Até alguns anos atrás os estudiosos da mente humana qualificavam ‘inteligente’ uma pessoa que possuía capacidade de especular, calcular e racionalizar. É, genericamente falando, a chamada inteligência racional. Hoje, parece haver consenso que o grande desafio da pessoa é possuir a inteligência emocional, sem excluir a outra, a racional. A inteligência emocional se caracteriza, em primeiro lugar, pela capacidade que a pessoa tem em saber lidar com conflitos, tensões, frustrações, decepções e pressões de todo tipo.
Saber lidar com isso não significa ser imune a sentimentos de angústia, escuridão e sofrimento interior que delas, naturalmente, derivam. É, ao contrário, possuir a capacidade e a habilidade em saber encarar e integrar a ‘provação emocional’ sem fugir e sem reprimir. Ver nisso não algo escandaloso, e sim uma dimensão essencial que faz parte do processo de crescimento/maturidade do ser humano. Observa-se como está crescendo hoje em dia, de forma assustadora a adoção e o uso de drogas por parte de um número sempre maior de pessoas como meio de amenizar ou ludibriar o sentimento de angústia que experimentam ao saber que devem tomar decisões, optar e escolher, ser pressionados ou manter níveis de trabalho estressante. Tal atitude não deixa de ser uma fuga-refúgio que não ajuda não somente a cultivar a inteligência emocional exigida para tais situações, mas deixa de ‘viver a vida’ real com suas alegrias e dores.
Alguém se perguntará qual o sentido dessas reflexões preliminares à luz do evangelho desse domingo. Pois bem, Jesus nos oferece, através do relato de João, uma prova cabal da sua inteligência emocional (o que poderia ser mero psicologismo!) ladeada, entretanto, da sua capacidade de manter clareza, firmeza e coerência quanto a um plano-projeto previamente fixado. É interessante observar que tudo inicia a partir de um desejo-curiosidade de alguns gregos em ‘ver-conhecer’ Jesus. Estes usam como intermediários Filipe e André. A resposta de Jesus parece inicialmente incompreensível, pois não responde direta e explicitamente ao que lhe foi solicitado. Jesus, diferentemente do esperado, apresenta uma comparação descrevendo o processo de germinação do ‘grão de trigo’. Isso, contudo, é a nossa chave de leitura.
De forma indireta Jesus nos diz que para vê-lo e conhecê-lo teremos que fazer a mesma experiência que o grão de trigo faz para ser germinativo e produtivo. Realmente o trigo ilustra coerentemente o que Jesus quer nos dizer. O trigo nas terras e climas temperados é semeado em outono (mês de outubro). Terá que passar cinco meses debaixo da terra fria e escura até esperar a primavera para poder brotar e amadurecer. É assustador imaginar como uma semente possa permanecer tanto tempo debaixo da terra, sobreviver a geadas e frio e germinar depois de tão longo período. Parece até que o poder germinativo do trigo seja forjado justamente no frio e na escuridão da terra! Para quem lida com agricultura, meias palavras bastam. Tudo aparece claro!
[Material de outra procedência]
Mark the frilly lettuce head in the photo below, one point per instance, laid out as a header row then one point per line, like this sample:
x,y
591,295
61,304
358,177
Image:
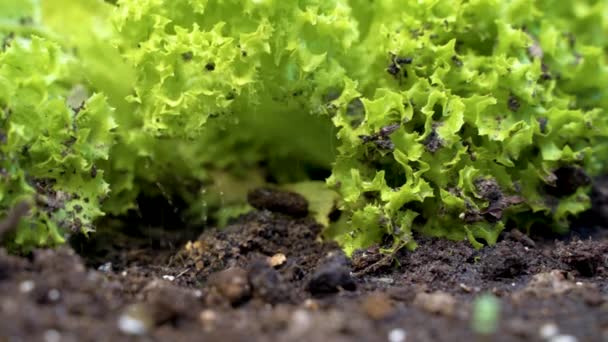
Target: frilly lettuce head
x,y
449,118
453,118
55,132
Difícil, entretanto, é aceitar a mensagem e a prática que a comparação aponta. Jesus, com efeito, nos diz que é na nossa capacidade de enfrentar a escuridão da vida, a frieza da indiferença humana, no enfrentamento da morte interior, na sensação de solidão e abandono que podemos germinar para uma vida nova. Ao contrário, quantos acham que poderão ‘salvar a própria vida’, se sentir bem e serem felizes ao não enfrentar as experiências que provocam sofrimento, dor, angústia interior, conflito, mas delas fugir e se refugiar em falsas seguranças, irão perder ‘ a própria vida’. Ou seja, irão deixar de ser germinativos, de ter poder de dar vida a algo novo. Numa sociedade que faz tudo para não sentir dor, sofrimento e angústia, achando que pode criar situações artificiais de bem-estar permanente não está educando os seus membros a possuírem a inteligência necessária para compreender que a vida tem que ser enfrentada e ‘vivida’ justamente a partir de suas contradições. É dentro delas que forja o seu poder germinativo. É nelas que nos 'conhecemos' e somos conhecidos!
Jesus não exaltou a cruz, a morte, o sofrimento. Ele também ficou ‘perturbado e angustiado’ diante da perspectiva do conflito, da morte física, mas não pediu que o Pai o livrasse de algo que Ele mesmo considerava inevitável para poder testemunhar coerência e fidelidade não a princípios, e sim, a pessoas. O Pai, de fato, não o livrou, mas lhe deu a força interior para enfrentar o que todo humano terá que enfrentar. Deu-lhe a ‘inteligência emocional’ para encarar a sua morte sem desespero e sem fugas artificiais.